The lion, dubbed Simbakubwa, lived in what is modern-day Kenya according to research carried out by from a team from Duke and Ohio University who studied a handful of mysterious fossils tucked away safely in a drawer at the Nairobi National Museum in Kenya.
Records at the museum showed that the fossils had been excavated between 1978 and 1980 at a site in western Kenya called Meswa Bridge.
Researchers reportedly unearthed the lower jaw, teeth and other bones of a new species and christened it Simbakubwa kutokaafrika.

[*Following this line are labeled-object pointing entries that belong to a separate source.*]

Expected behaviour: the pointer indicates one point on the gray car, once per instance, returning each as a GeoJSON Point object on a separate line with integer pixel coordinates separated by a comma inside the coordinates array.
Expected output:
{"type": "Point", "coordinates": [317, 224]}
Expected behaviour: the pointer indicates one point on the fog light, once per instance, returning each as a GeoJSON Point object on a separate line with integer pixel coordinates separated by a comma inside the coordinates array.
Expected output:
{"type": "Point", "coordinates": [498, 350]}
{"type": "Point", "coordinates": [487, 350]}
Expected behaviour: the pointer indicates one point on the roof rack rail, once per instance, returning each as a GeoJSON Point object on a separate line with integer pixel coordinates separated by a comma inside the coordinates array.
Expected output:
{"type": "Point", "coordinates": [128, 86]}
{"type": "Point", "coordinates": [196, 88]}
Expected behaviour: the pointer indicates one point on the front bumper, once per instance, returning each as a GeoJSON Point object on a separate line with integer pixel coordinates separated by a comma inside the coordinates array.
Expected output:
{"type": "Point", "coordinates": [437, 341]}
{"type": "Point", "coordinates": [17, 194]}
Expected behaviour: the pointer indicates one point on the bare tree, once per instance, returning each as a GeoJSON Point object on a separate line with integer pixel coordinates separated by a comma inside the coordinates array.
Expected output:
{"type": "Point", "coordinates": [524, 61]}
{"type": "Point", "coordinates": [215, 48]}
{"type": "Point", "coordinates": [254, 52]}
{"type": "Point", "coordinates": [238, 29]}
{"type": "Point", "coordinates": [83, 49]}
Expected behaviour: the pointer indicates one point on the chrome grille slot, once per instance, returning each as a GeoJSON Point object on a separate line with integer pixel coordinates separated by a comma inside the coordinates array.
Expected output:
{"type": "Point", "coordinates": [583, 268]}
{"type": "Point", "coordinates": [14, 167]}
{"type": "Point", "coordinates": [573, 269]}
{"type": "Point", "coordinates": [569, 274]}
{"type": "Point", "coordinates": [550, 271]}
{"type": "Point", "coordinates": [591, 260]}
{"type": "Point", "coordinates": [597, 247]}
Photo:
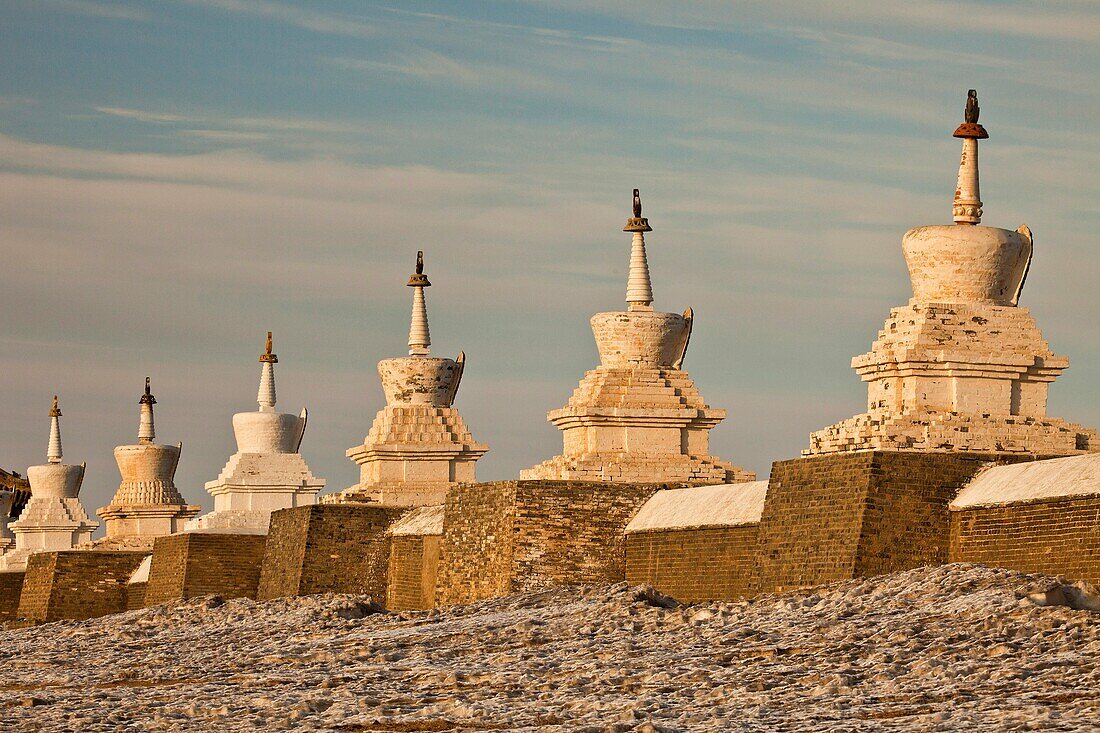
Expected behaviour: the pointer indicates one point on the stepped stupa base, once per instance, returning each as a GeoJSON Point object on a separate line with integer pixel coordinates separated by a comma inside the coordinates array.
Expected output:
{"type": "Point", "coordinates": [637, 468]}
{"type": "Point", "coordinates": [956, 431]}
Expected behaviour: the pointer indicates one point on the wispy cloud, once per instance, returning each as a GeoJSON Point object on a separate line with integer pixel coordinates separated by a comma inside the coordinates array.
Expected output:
{"type": "Point", "coordinates": [298, 15]}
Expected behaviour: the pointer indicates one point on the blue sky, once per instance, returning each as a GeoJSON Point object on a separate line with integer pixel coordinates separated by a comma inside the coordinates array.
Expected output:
{"type": "Point", "coordinates": [178, 177]}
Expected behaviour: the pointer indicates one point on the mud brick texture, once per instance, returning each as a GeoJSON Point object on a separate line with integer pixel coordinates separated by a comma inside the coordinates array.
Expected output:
{"type": "Point", "coordinates": [1054, 537]}
{"type": "Point", "coordinates": [328, 548]}
{"type": "Point", "coordinates": [75, 584]}
{"type": "Point", "coordinates": [691, 565]}
{"type": "Point", "coordinates": [135, 595]}
{"type": "Point", "coordinates": [851, 515]}
{"type": "Point", "coordinates": [11, 587]}
{"type": "Point", "coordinates": [196, 564]}
{"type": "Point", "coordinates": [414, 569]}
{"type": "Point", "coordinates": [513, 536]}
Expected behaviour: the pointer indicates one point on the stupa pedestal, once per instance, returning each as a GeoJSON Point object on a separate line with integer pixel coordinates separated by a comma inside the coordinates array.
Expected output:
{"type": "Point", "coordinates": [961, 368]}
{"type": "Point", "coordinates": [147, 503]}
{"type": "Point", "coordinates": [53, 518]}
{"type": "Point", "coordinates": [266, 472]}
{"type": "Point", "coordinates": [638, 417]}
{"type": "Point", "coordinates": [418, 446]}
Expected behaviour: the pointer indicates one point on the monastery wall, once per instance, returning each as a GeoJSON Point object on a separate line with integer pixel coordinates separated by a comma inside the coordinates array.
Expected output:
{"type": "Point", "coordinates": [11, 587]}
{"type": "Point", "coordinates": [75, 584]}
{"type": "Point", "coordinates": [512, 536]}
{"type": "Point", "coordinates": [328, 548]}
{"type": "Point", "coordinates": [201, 564]}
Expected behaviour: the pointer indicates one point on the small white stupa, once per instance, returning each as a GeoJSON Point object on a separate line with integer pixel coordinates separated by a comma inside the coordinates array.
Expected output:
{"type": "Point", "coordinates": [147, 503]}
{"type": "Point", "coordinates": [53, 518]}
{"type": "Point", "coordinates": [266, 472]}
{"type": "Point", "coordinates": [638, 417]}
{"type": "Point", "coordinates": [963, 367]}
{"type": "Point", "coordinates": [418, 446]}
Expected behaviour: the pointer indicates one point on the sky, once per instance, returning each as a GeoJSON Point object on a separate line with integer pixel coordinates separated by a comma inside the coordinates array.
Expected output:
{"type": "Point", "coordinates": [178, 177]}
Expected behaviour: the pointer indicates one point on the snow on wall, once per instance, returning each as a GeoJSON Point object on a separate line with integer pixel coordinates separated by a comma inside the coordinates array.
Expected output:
{"type": "Point", "coordinates": [420, 521]}
{"type": "Point", "coordinates": [1056, 478]}
{"type": "Point", "coordinates": [724, 505]}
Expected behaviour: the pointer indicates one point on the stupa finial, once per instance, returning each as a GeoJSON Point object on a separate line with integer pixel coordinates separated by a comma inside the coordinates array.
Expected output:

"Based on its massive teeth, Simbakubwa was a specialised hyper-carnivore that was significantly larger than the modern lion and possibly larger than a polar bear," revealed Matthew Borths from Duke University.
Based on the sizes of the various bones that were discovered, the team of researchers estimated that Simbakubwa may have weighed as much as 1.5 tonnes when fully mature.
The sheer size of the carnivore coupled with its enormous fangs led the scientists to predict that it most likely hunted ancient mammoths and elephants.
While a modern day lion's jaw measures approximately 25cm at full maturity, Simbakubwa's discovered jaw measured almost double as it was documented at 40cm.
The animal has been declared the oldest known member in a group of extinct mammals called hyaenodonts, named mainly due to their dental resemblance to hyenas, even though the groups are also unrelated.
According to a National Geographic report, Mr Borths made the discovery while doing research at the Nairobi museum where he found unusual fossils in a cabinet that was part of a collection marked hyenas.